Bank of America’s income diversity provided a clearer signal. Out of the $4.12 billion rise in revenue, $2.79 billion was generated by fees and market activities.
This is significant. Bank of America has traditionally been seen as a play on interest rates, but this quarter offered investors a more diversified source of profit.
Noninterest income rose by 21.8% compared to the same period last year, while net interest income climbed 9.0%. As a result, the company’s revenue growth was less dependent on lending spreads.
Revenue increased by 15.0% as expenses rose 8.4%, widening the gap and boosting return on tangible common equity to 17.03% from 13.61%.
| Second-quarter metric | 2026 | 2025 | Year-on-year change | Share of revenue growth |
|---|---|---|---|---|
| Net interest income | $16.00 bln | $14.67 bln | up 9.0% | 32.2% |
| Noninterest income | $15.56 bln | $12.77 bln | rising 21.8% | 67.8% |
| Total revenue | $31.56 bln | $27.44 bln | increased 15.0% | 100.0% |
| Noninterest expense | $18.63 bln | $17.18 bln | rose 8.4% | — |
| ROTCE | 17.03% | 13.61% | up 3.42 points | — |
Revenue growth percentages are based on disclosed numbers. Overall totals might not match exactly due to rounding.
Trading activity drove the gains, as sales and trading revenue jumped 33% to an all-time high of $7.1 billion. Equities revenue soared 70% to reach $3.6 billion.
Investment-banking fees surged by 50%, reaching $2.1 billion. Stephen Biggar, an analyst at Argus Research, described the disclosed deal pipeline as “the gift that will keep giving.” Reuters
Core banking showed further progress, with average loans up 8%, boosting net interest income. Chief Financial Officer Alastair Borthwick anticipates full-year growth to approach the upper end of the bank’s 6%-8% target. “Our strategy is working,” he said. Reuters
Credit remains solid. Consumer loans climbed 3.2%, and card balances advanced 4.4%. Chief Executive Brian Moynihan noted the economy has “proved more durable than expected.” Reuters
The stock finished only 54 cents under its 52-week high. Its current valuation stands at 14.28 times trailing earnings. Future advances could depend on steady fee growth rather than solely on increased interest income.

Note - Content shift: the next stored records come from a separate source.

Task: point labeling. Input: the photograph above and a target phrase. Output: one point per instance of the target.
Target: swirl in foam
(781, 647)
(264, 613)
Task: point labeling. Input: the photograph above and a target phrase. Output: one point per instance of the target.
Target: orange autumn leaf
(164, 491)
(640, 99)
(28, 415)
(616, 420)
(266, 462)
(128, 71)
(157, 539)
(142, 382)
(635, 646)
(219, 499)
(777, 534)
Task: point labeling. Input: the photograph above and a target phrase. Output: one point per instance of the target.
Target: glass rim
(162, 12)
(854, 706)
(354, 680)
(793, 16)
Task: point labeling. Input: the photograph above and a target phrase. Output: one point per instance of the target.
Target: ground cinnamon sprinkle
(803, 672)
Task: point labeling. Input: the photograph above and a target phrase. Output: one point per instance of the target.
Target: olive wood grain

BAC climbed 3.1% since July 10, outpacing comparable peers. JPMorgan Chase NYSE:JPM increased by around 2.0%, and Wells Fargo NYSE:WFC was up 1.0%. Citigroup NYSE:C dropped more than 6% as investors shifted attention to its elevated second-half cost forecast.

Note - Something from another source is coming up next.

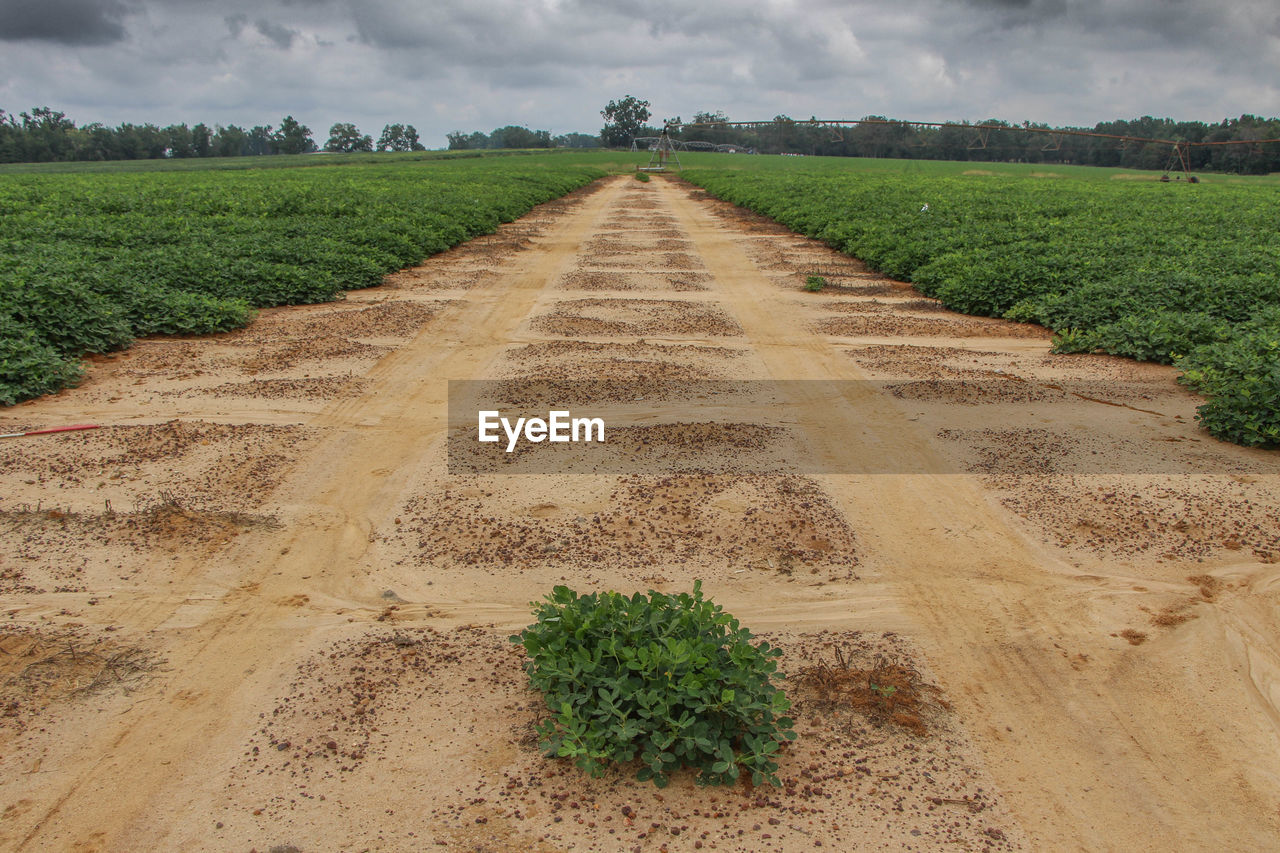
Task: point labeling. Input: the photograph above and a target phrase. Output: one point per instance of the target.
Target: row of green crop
(91, 261)
(1185, 274)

The contrast highlights the investor’s perspective. Bank of America saw shares rise as its fee income increase surpassed cost growth. In contrast, Citigroup’s caution over expenses underscored how swiftly that advantage can vanish.
Loan demand faces new scrutiny this week. U.S. housing starts reports arrive Friday, with new-home sales scheduled for July 24. The Federal Reserve convenes July 28-29, as Treasury yields remain a key driver for bank stocks.
Bank of America is not set to report earnings next week, with its next quarterly results scheduled for release on October 14.
Risks: Trading income may decline if volatility subsides. Fee generation from deals relies on successful completions. In addition, operating leverage could be pressured by softer consumer finances or higher credit expenses.
The investor benchmark is straightforward: fee income needs to be sufficiently diversified to stay ahead of costs. This would reduce the bank’s reliance on interest rates for maintaining its 17% return profile.